Tuesday, August 4, 2015

Sadness and Reflections

It is with great sadness that I had to say goodbye to so many amazing and influential people that I met and rekindled relationships with this past weekend. With that sadness also comes great joy that I was able to get to know people and allow them to affect my life in a positive way. It seems all too common that people become individuals and work to not let other people into their lives. I often find myself trying to create a façade of strength and independence by pretending to not need anyone else. In my mind, this shows new acquaintances that I am not only mysterious but secure in who I am. Although these things are true, they often push people away and leave them confused and unwilling to give me a second thought. This creates an environment where people are not able to connect with me even if they wanted to.

Even though I am never in need of new friends, it is important to make an effort to smile and get to know complete strangers. As a semi-introvert, it takes an enormous amount of energy to make general meaningless conversation with strangers while remaining welcoming and accepting. Since I know how hard will be, I often just hide behind my façade in order to remain comfortable, convincing myself that if other people want to meet me, they will initiate conversation. I cannot think of a single situation in which it turned out that way. I float through life without any varying emotions, hoping to maintain my current level of content-ness.

As it becomes easier to block out negative emotions in an attempt to remain happy, it becomes more difficult to realize how it is also restricting my ability to experience true happiness. Letting myself feel sadness is very difficult for me, but as I found myself on the verge of tears last night, feeling completely hopeless and alone, I realized that I was surrounded by people who love me and would be willing to help me through this. Now that I have realized how supportive my family is, it is up to me to lean on them by laying it all out there. No one can help me through problems if I am unwilling to accept that I need help and seek it out.
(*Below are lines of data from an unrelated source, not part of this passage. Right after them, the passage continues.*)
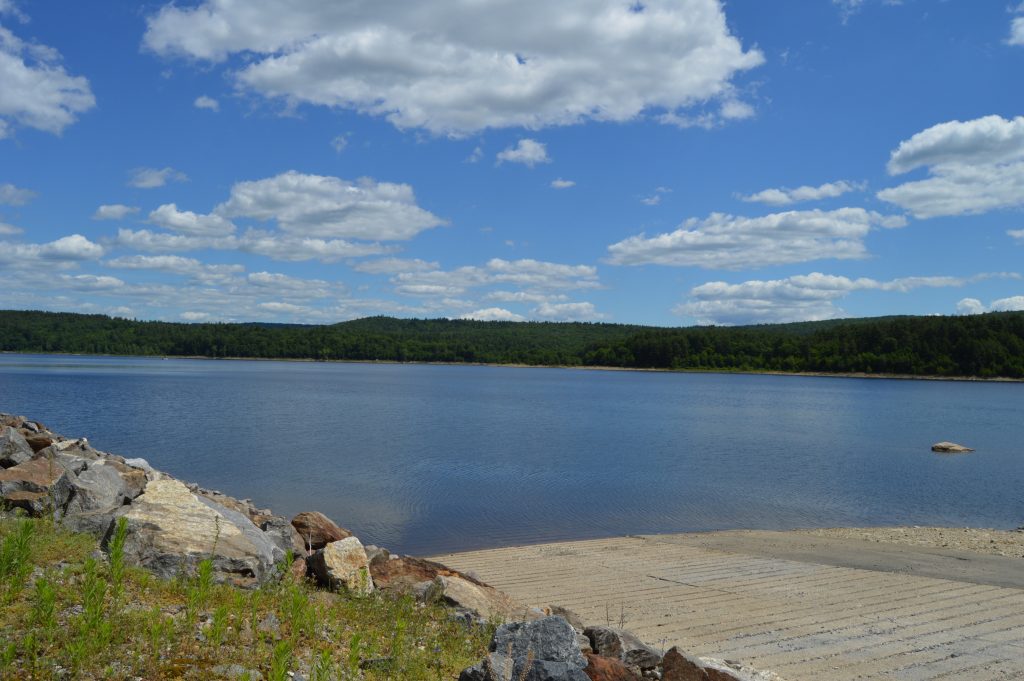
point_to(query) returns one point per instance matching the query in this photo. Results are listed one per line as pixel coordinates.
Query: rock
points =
(950, 448)
(481, 599)
(39, 441)
(623, 645)
(540, 650)
(677, 666)
(343, 563)
(38, 475)
(171, 529)
(317, 530)
(13, 449)
(608, 669)
(98, 486)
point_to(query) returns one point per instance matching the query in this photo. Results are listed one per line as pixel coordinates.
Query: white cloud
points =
(186, 222)
(203, 101)
(12, 196)
(114, 212)
(176, 264)
(150, 178)
(274, 246)
(90, 282)
(581, 311)
(975, 166)
(784, 197)
(1016, 32)
(395, 265)
(975, 306)
(493, 314)
(727, 242)
(75, 247)
(331, 207)
(807, 297)
(35, 89)
(455, 68)
(527, 152)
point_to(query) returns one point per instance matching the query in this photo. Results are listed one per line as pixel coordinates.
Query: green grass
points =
(67, 613)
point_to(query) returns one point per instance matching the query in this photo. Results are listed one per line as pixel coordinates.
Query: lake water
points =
(425, 459)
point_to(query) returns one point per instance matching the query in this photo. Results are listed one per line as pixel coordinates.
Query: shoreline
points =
(766, 372)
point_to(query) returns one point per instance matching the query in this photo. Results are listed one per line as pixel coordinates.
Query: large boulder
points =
(623, 645)
(317, 530)
(13, 448)
(343, 564)
(37, 485)
(485, 601)
(541, 650)
(171, 529)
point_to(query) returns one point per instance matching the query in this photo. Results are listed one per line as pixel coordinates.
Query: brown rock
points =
(607, 669)
(676, 666)
(317, 530)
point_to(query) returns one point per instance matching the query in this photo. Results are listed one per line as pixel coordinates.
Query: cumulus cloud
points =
(1016, 32)
(75, 247)
(728, 242)
(580, 311)
(114, 212)
(974, 166)
(784, 197)
(493, 314)
(331, 207)
(806, 297)
(975, 306)
(455, 68)
(271, 245)
(527, 152)
(203, 101)
(187, 222)
(150, 178)
(13, 196)
(35, 89)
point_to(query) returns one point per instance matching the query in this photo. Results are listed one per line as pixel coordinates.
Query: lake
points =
(426, 459)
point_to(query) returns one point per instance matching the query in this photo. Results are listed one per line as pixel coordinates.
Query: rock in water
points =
(343, 563)
(13, 448)
(172, 529)
(317, 530)
(950, 448)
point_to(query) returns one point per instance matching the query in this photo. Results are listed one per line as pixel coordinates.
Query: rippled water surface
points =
(425, 459)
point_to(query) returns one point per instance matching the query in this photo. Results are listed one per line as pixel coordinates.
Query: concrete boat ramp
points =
(803, 606)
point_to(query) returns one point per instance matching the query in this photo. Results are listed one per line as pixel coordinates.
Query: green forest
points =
(983, 345)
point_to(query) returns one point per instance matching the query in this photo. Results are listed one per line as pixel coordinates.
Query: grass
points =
(67, 613)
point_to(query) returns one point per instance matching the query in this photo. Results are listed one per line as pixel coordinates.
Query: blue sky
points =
(666, 162)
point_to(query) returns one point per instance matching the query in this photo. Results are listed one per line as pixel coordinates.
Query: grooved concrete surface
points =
(800, 610)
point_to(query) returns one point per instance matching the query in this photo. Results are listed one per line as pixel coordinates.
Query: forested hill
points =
(983, 345)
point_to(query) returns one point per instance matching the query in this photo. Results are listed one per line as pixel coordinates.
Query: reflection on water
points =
(427, 459)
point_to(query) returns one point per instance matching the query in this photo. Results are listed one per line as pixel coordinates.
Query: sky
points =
(659, 162)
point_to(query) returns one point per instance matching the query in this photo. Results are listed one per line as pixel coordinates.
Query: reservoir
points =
(430, 459)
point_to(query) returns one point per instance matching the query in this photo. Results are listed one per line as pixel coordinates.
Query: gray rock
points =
(13, 448)
(98, 486)
(172, 529)
(609, 642)
(540, 650)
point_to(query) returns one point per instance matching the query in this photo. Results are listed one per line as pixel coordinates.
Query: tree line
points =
(984, 345)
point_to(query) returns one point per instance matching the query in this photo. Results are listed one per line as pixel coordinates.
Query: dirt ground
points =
(990, 542)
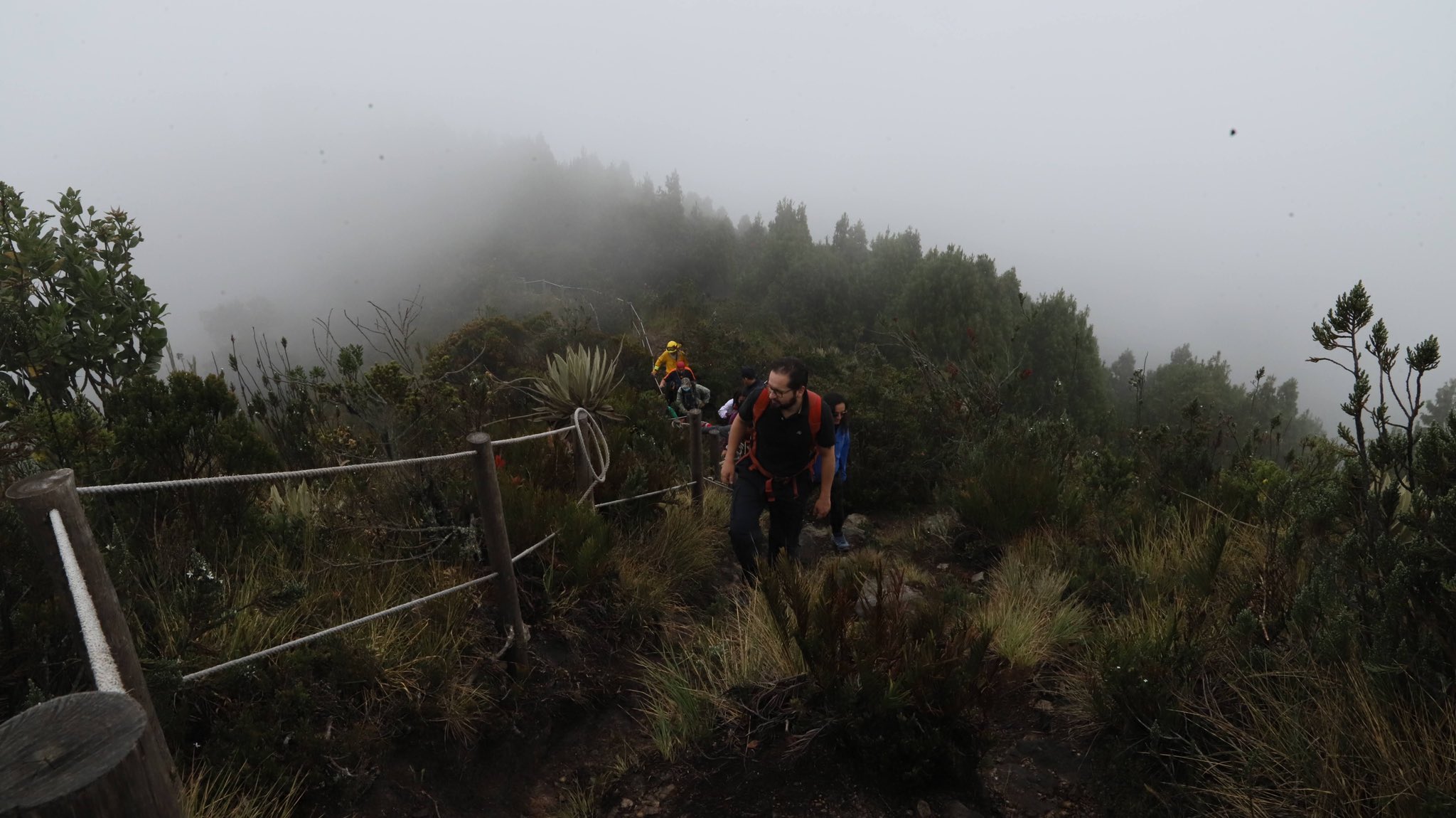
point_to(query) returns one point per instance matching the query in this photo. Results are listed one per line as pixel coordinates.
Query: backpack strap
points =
(814, 408)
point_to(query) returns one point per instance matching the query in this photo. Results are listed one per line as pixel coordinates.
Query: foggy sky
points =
(277, 149)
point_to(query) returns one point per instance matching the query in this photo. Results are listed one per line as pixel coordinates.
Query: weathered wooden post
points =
(498, 549)
(586, 478)
(695, 455)
(36, 496)
(85, 754)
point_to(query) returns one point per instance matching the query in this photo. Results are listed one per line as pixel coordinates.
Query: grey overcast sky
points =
(1086, 144)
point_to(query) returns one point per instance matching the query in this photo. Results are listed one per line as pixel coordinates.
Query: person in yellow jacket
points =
(668, 361)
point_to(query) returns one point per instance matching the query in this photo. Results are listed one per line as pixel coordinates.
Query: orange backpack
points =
(815, 410)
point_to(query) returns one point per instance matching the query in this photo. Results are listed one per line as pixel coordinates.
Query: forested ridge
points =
(1226, 609)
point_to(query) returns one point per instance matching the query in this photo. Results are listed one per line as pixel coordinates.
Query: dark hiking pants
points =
(785, 517)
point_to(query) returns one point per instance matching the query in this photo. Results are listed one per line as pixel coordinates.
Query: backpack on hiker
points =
(815, 417)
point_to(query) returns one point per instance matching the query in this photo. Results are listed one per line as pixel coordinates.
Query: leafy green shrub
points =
(1014, 478)
(1382, 584)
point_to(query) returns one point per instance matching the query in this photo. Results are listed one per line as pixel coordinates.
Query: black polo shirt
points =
(783, 443)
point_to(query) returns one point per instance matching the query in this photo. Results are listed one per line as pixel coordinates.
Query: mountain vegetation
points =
(1248, 617)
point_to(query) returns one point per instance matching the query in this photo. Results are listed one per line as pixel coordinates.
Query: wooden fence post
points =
(695, 455)
(83, 754)
(36, 496)
(586, 479)
(498, 549)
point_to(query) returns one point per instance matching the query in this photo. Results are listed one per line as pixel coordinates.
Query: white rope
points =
(508, 442)
(357, 622)
(300, 474)
(104, 666)
(648, 494)
(599, 440)
(268, 477)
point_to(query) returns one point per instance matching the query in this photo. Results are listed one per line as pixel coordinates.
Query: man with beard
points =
(788, 428)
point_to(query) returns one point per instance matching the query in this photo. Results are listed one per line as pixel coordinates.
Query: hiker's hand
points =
(822, 506)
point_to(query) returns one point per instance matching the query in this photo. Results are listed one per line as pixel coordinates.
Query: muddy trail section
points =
(577, 745)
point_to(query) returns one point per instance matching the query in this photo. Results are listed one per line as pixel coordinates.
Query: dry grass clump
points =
(1308, 740)
(207, 794)
(1027, 607)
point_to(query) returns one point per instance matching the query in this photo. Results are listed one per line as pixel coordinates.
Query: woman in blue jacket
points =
(836, 499)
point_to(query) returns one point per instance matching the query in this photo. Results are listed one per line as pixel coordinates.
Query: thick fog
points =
(1193, 172)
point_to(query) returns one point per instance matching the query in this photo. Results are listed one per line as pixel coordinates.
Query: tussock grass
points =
(229, 794)
(668, 561)
(1308, 740)
(1027, 607)
(685, 687)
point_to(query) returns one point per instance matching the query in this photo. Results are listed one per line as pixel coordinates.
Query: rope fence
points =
(51, 509)
(301, 474)
(301, 641)
(644, 495)
(104, 666)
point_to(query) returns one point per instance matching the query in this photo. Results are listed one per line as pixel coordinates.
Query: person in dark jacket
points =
(775, 470)
(836, 511)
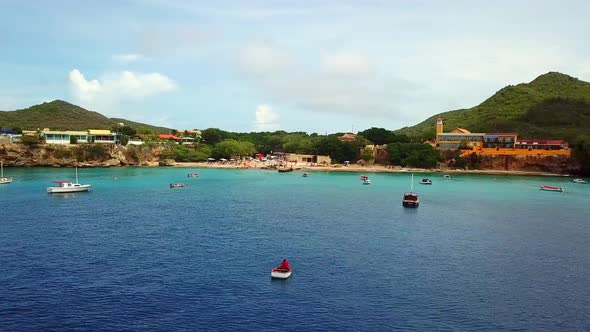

The past fifteen to twenty months have been filled with life changes, new challenges, and problems that I have kept confidential. I pride myself in being able to independently handle any problems that find me, but as I grow older, different types of problems start to emerge; problems that are not able to be solved and may lead to more and more problems of a similar variety. Since I feel that I can solve anything, I convince myself that I do not need other people’s help. What I have failed to realize is that other people cannot solve my problems, they can just help me discover the severity of the problems. It helps me to hear problems out loud and maybe give different perspective. It also helps to hear that I am not alone in my struggles. Many people have a vast amount of shared experiences that definitely have their differences, but are identical at the core.

Since this blog is primarily for me, I have allowed myself to bleed my thoughts onto the page without much concern for continuity or purpose; but if you took the time to read, I hope that you could also get something out of this.